First I saw him at Applebee's, which is somewhat expected since it's our town's equivalent of The Peach Pit. We did one of those really awkward things where we looked at each other and had to decide whether to have a Britney-Justin danceoff or just ignore one another and take an interest in the extremely interesting carpeting. There was no danceoff this time.
The second time was at Spoon, this coffehouse where one of my friends works. It's this pseudo-intellectual hellhole that has grossly overpriced drinks and is constantly swarmed with twelve year olds, vicious homosexuals, and vicious twelve year old homosexuals. I go in there for some cheesecake with a friend and who do I spot? Not a vicious twelve year old homosexual, that's for sure. NICK. And he's sitting with the queen of vicious homosexuals, George. George is forever trying to pair things that don't match and wearing too much hair product. He would gladly beat the shit out of me with a blunt object if Nick asked. We eyed each other and then they paid their check and left. Still no danceoff.

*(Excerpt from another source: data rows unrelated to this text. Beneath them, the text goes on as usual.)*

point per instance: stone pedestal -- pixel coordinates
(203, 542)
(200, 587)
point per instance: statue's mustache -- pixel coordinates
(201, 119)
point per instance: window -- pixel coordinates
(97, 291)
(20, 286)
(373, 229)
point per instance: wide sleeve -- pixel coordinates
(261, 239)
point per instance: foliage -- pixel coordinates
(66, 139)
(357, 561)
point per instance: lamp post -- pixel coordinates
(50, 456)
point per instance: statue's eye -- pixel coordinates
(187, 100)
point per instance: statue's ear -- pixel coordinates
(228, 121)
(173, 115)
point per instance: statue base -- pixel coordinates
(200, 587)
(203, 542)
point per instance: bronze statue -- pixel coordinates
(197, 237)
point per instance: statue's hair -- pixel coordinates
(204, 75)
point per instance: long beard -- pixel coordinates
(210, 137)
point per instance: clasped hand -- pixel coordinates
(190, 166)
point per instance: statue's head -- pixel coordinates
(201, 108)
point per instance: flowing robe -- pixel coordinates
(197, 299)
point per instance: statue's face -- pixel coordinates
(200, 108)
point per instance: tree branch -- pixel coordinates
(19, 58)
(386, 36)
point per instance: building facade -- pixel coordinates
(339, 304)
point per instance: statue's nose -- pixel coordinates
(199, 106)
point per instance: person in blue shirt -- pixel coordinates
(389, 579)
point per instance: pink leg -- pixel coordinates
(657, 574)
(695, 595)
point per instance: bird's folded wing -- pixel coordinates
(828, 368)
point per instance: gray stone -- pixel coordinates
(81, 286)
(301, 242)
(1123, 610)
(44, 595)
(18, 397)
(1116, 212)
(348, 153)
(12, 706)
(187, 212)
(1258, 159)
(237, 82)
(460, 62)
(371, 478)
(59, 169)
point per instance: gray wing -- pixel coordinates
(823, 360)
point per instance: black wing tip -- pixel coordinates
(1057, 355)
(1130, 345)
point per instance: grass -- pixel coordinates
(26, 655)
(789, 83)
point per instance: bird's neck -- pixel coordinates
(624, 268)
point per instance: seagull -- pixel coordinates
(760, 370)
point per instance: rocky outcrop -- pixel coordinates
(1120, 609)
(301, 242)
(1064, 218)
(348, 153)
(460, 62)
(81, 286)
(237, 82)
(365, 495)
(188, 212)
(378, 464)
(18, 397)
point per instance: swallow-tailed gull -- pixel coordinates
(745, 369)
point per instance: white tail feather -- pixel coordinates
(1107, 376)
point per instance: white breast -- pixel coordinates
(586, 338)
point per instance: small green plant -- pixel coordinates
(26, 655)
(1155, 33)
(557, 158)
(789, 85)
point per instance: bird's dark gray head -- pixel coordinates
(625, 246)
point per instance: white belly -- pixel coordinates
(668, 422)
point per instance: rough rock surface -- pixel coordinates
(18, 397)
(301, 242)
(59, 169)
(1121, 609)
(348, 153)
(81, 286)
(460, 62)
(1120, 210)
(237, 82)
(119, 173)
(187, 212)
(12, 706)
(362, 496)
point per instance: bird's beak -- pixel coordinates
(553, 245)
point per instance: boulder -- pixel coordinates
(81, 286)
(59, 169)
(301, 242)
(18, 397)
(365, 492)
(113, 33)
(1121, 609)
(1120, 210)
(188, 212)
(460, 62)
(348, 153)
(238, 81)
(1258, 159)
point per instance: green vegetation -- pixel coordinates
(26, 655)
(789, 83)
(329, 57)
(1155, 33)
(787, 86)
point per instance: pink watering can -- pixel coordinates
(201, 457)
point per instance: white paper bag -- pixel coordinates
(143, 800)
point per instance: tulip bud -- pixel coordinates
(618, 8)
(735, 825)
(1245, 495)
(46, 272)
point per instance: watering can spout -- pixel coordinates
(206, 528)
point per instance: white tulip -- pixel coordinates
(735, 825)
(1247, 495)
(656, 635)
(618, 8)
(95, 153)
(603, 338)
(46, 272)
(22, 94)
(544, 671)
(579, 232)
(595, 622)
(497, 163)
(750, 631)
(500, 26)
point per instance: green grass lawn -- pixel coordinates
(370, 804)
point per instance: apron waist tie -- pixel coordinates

Then, I'm shopping at H&M yesterday when all of a sudden my best friend is like "Person Most Likely to Kill You and Make It Look Like An Accident at six o'clock." She constantly insists on saying stuff like that even though she knows that I can only read a digital clock and can therefore not figure out where anyone is. So I look over my shoulder (hoping I'm not looking in the total wrong direction) and there he is, which his stupid transformer girlfriend. We call her the transformer because she's six feet tall (he's like... 5'5) and can probably shoot laser beams out of her eyes. One look, and he shoots out of the store.
I'M STILL WAITING FOR MY DANCEOFF.
P.S. - My parents are dragging me to a pig-roast upstate. I don't even think I have to say anything else to convince you why this is just SO ridiculous.